In time, they say, increased sophistication of Internet job-search sites, including some automated skills testing and checking for "corporate culture compatibility," may shave dollars off the agency industry's bottom line. And at least one major online employment prohibits agency recruiters from using its site to post jobs or search through its resume database.

For now, though, cooperative competition is the order of the day. Just as clicks-and-bricks alliances have proved to be viable in retailing and the financial sector, so too in the world of human resources have two possible adversaries chosen to work together in deference to the bottom line.

"If you go back a year ago, there was some speculation that the jobs boards were going to . . . replace the staffing services," said Darren Bagwell, vice president of research for Robert W. Baird & Co., a Milwaukee-based brokerage and investment banking firm. "If you look now, probably the biggest single customer of the jobs boards is staffing companies.

"The difference between jobs boards and staffing companies is going to continue to blur," added Bagwell, who tracks the "talent procurement" industry for Baird. "These two started at opposite ends of the spectrum, but they're meeting at a common midpoint."

Trends in the industry are being closely watched by the area's job-search companies, including Glendale-based Apple One Employment Services and Sherman Oaks-based Sharf, Woodward & Associates, which places information technology people in temporary jobs.

Bernie Sharf, co-president of Sharf and its sister company Search Associates, estimates that 90% of the information technology people his firm places, and 70% of the permanent, full-time people he places via Search Associates came to his company via the Internet.

Some come from the half-dozen boards that post the company's jobs, others from referrals from people who found the company via the Internet, and still others from the company's own Web site at

Industrywide, the figure is closer to 10% to 15%, experts say. Last year, they said, it was more like 5% to 10%.

Adam Waldo, an analyst with Credit Suisse First Boston in Chicago, noted that for industry leader Manpower International, just under 10% of the total candidate pool came from Internet sites, with figures as high as 25% for some professional categories.

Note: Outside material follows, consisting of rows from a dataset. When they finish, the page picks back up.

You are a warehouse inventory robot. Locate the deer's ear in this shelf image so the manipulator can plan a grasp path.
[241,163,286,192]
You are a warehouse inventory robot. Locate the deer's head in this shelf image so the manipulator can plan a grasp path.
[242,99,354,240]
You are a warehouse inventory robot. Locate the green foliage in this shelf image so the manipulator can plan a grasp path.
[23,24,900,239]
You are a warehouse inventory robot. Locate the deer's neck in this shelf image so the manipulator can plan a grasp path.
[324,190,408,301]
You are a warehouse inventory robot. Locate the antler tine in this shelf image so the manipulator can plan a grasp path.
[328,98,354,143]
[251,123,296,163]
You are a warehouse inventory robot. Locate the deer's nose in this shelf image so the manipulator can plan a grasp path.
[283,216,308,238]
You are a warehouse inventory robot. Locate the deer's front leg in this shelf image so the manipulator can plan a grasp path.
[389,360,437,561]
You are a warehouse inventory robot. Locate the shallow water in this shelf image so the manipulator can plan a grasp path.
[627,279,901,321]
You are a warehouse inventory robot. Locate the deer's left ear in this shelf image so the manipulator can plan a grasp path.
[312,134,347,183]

"If I'm Manpower, with $11 billion in revenue worldwide, and if 10% of that's coming through the Web, that's still a big, big number," he said.

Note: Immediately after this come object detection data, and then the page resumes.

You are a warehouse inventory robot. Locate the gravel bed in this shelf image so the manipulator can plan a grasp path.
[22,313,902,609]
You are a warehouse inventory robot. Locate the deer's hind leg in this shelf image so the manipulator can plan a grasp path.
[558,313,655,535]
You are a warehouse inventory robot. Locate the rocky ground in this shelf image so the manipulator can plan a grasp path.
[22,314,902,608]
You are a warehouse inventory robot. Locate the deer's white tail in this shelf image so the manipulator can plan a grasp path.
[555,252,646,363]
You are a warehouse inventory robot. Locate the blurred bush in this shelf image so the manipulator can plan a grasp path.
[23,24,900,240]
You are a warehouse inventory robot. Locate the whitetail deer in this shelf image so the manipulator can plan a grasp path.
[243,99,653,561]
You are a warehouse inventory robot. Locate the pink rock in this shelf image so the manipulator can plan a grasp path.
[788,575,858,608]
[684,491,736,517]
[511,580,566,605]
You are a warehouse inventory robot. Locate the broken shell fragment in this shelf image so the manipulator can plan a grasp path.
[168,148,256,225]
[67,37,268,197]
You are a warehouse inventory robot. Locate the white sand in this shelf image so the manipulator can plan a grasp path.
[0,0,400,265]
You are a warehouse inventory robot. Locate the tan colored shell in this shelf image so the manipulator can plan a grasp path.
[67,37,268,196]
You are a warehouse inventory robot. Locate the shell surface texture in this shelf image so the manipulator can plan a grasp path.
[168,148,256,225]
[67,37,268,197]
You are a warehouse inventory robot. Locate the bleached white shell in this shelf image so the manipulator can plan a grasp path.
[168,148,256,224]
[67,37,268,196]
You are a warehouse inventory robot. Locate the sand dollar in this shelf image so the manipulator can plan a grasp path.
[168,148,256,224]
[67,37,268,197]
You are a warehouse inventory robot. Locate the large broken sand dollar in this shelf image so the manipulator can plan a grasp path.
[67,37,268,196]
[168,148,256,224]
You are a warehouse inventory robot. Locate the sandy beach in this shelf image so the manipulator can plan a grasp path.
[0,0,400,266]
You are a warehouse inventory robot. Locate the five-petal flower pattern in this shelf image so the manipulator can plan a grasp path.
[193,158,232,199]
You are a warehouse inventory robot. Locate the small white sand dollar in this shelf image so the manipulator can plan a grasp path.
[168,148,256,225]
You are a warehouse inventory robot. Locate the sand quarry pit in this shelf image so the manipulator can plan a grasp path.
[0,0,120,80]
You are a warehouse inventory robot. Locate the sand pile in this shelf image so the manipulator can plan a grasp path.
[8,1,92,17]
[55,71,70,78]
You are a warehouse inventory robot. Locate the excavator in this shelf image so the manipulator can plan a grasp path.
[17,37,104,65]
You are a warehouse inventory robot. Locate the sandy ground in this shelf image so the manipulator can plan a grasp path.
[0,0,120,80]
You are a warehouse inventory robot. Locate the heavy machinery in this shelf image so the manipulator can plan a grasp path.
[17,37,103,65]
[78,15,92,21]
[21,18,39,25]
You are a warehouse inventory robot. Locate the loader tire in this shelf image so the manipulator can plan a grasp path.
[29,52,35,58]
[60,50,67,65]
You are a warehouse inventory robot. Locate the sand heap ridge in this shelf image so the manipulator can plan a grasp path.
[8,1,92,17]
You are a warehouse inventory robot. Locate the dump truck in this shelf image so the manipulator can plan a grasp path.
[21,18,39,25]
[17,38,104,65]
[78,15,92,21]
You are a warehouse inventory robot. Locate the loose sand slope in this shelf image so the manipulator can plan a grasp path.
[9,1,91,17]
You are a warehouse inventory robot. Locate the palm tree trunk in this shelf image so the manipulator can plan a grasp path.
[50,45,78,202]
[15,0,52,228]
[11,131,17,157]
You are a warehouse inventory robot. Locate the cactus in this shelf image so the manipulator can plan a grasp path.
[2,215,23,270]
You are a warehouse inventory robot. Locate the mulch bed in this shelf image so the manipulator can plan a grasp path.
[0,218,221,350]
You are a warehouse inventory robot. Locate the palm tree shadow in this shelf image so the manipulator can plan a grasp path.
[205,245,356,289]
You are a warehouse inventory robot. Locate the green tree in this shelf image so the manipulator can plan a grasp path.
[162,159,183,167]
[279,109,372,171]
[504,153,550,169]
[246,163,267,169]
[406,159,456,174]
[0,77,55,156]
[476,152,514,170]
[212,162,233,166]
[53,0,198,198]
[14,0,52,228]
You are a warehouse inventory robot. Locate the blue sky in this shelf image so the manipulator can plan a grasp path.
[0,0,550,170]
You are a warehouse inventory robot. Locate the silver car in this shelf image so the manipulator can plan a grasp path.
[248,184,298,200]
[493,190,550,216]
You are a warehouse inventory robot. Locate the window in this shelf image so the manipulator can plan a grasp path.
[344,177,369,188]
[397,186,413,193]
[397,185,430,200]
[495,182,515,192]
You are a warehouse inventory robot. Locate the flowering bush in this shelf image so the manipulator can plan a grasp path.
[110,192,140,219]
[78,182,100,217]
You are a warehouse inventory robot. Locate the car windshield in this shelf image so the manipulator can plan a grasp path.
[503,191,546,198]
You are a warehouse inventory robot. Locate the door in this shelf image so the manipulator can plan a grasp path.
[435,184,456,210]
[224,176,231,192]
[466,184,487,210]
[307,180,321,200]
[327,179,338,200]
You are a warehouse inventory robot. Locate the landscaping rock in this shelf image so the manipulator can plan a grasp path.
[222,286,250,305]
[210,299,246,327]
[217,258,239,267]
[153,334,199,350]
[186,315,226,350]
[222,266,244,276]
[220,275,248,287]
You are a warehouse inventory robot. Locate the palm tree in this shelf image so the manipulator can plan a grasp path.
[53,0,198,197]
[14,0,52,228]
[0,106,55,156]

Although the Internet has siphoned off some of the dollars that might have gone to agencies, the traditional shops remain much more profitable, as a group, than jobs boards.

And so far, no agency executives see extinction on the horizon, betting that the "human touch" and hands-on service that they offer cannot be found in the Internet ether. What can be found, they say, is talent--the commodity in shortest supply in this supply-starved market.

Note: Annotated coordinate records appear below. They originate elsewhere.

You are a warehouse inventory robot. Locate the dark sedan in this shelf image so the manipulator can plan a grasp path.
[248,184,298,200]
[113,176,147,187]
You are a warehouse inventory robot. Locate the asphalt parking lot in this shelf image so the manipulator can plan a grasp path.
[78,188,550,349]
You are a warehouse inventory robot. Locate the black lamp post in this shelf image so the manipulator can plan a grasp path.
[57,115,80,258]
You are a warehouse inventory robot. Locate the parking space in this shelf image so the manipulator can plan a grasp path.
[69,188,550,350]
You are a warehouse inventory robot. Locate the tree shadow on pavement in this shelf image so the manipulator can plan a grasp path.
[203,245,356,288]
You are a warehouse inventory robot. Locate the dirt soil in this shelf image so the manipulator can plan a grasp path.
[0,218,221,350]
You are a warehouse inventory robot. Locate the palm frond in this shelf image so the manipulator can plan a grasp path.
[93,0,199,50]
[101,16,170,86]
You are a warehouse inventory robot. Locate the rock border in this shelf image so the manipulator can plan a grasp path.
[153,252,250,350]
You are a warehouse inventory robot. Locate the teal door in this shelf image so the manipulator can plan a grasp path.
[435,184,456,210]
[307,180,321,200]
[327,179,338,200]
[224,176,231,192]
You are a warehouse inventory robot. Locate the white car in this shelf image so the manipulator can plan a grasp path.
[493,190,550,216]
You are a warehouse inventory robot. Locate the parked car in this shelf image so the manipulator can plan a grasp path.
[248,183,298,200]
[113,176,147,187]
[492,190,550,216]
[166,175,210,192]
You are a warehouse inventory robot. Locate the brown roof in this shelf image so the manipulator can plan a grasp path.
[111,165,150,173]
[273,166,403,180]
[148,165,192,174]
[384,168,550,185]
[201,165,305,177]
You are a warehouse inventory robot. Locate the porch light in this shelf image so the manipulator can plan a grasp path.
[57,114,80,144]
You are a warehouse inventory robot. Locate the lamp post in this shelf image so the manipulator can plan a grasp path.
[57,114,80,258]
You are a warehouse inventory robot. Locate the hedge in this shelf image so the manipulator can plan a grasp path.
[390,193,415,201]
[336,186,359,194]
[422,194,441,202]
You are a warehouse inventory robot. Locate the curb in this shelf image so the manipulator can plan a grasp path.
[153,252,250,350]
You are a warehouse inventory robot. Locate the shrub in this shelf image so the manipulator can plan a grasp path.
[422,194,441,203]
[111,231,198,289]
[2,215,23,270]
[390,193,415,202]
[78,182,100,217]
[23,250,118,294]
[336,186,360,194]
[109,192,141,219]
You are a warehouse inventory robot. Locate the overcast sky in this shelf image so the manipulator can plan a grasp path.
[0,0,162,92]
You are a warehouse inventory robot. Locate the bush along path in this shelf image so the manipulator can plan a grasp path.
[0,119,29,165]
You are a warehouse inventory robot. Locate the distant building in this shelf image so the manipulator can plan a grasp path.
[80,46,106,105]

"The boards are a valuable tool to identify potential candidates," said Marc Goldman, vice president of sales and marketing for Apple One, which provides temporary workers for a variety of jobs including office work, accounting and health care.

"They're a good starting point, but we're noncompetitive," he said. "It's an entirely different level of service that we're offering."

Although some boards--and there are literally thousands of them--have begun to get more sophisticated, offering job search tips and career advice, most are basically post-and-pray operations, in which job seekers submit resumes and hope for the best.

Employers, meanwhile, post jobs and await, in some cases, an avalanche of responses, including some from secretaries in the former Soviet Union hoping to snag a sponsorship for a U.S. job.

And that, insiders say, is one of the key drawbacks to the jobs boards--there's a lot of data, but a lot of it's not relevant.

"Half the battle with the Internet is information management," said Dimitri Boylan, chief operating officer at in New York. "At some point, too much information is like no information, both for the job seeker and the recruiter."